When my niece Sadie came up to visit last weekend she was obsessed about raising money for this school project in which her class was going to make a donation to some place in Africa so that they could build a well and have fresh water. At first I thought she said a whale and I couldn’t figure out how a whale could survive on fresh water in Africa, even with the most generous donations.
Rather than the usual route of selling candles and tin cans of popcorn, the kids are supposed to earn the money through performing chores, so Sadie was anxious to get back to my place and clean. In fact, she was so exited that she followed me into the bathroom when we got back, asking me for assignments.
So first I asked her to water the plants. I had to show her where the watering can was and she asked her dad to fill it with water and then I had to show her where all the plants were.
Sadie: What else can I do?
Me: You’re done already?
Me: Did you get the plants on the other wall? (My brother points out the wall.)
Sadie: Of course! Now what can I do? (I make a mental note to water the plants tomorrow.)
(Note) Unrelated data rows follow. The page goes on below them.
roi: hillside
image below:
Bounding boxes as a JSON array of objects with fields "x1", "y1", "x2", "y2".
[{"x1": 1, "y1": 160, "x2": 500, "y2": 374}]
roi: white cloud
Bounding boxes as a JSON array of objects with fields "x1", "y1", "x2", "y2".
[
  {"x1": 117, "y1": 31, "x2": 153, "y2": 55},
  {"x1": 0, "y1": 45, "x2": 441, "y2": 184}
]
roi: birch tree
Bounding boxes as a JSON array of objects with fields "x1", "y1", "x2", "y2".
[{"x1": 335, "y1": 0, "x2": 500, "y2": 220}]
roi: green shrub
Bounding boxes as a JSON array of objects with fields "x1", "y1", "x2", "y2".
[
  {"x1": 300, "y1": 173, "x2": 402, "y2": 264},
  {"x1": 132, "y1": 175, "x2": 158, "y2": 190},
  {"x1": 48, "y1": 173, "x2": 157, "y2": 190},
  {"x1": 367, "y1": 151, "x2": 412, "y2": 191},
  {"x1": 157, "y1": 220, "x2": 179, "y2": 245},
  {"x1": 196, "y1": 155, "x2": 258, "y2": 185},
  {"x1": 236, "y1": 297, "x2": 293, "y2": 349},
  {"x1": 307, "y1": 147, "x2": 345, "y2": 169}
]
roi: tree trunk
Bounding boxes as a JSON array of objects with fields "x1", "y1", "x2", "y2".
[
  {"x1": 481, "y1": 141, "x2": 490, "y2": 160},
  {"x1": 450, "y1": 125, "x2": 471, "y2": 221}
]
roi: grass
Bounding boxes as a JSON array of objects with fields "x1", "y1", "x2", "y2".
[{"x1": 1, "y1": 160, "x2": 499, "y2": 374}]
Me: Why don’t you put these magazines in the recycling bin? (I show her where the bags are and her dad shows her where the recycling bin is.)
Me: You forgot a magazine.
Sadie: I’ll just stick it back in the magazine rack.
Me: That’s not really helping me.
Sadie: I’m afraid to go in the garage. It’s dark and scary. (I walk with her to the garage and turn on the light.)
Sadie: Now what can I do?
By this point I realize that whatever task I give her is going to mean work for me so I’m reluctant to give her any more assignments.
Sadie: I can cook you something.
Me: What can you make?
Sadie: I can get you a bowl of cereal.
Me: That’s ok. I’m not hungry.
Sadie: I can vacuum.
The rug does need to be vacuumed. But then I envision having to get the vacuum out, move the furniture, show her how to turn the vacuum on, help her push it, and then put everything back in its original place. I’m too tired to vacuum so I hand her the Swiffer instead.
Me: Are you sure you got every room?
Me: What about this room, and this room?
Sadie: Of course!
I’m not convinced she actually cleaned anything so she sweeps the living room again. She takes her time and does a better job.
Me: You seem to be enjoying yourself.
Sadie: Well I have to raise money for the poor! Is there anything else I can do? This is fun.
By now I’m tired of cleaning so I give her the $5 and commend her for her noble goal. She runs to her dad and excitedly gives him the bill for safe keeping. He is on Skype with his wife so Sadie tells her mom that she just raised money for building a well in Africa so that they can have fresh water.
I enjoyed being a part of her first lesson in being helpful to people in need and admired how she really took it to heart. It was definitely entertaining, as well as good exercise. And the memory of the housekeeping incident will keep me entertained until I see her again. All for the bargain price of $5.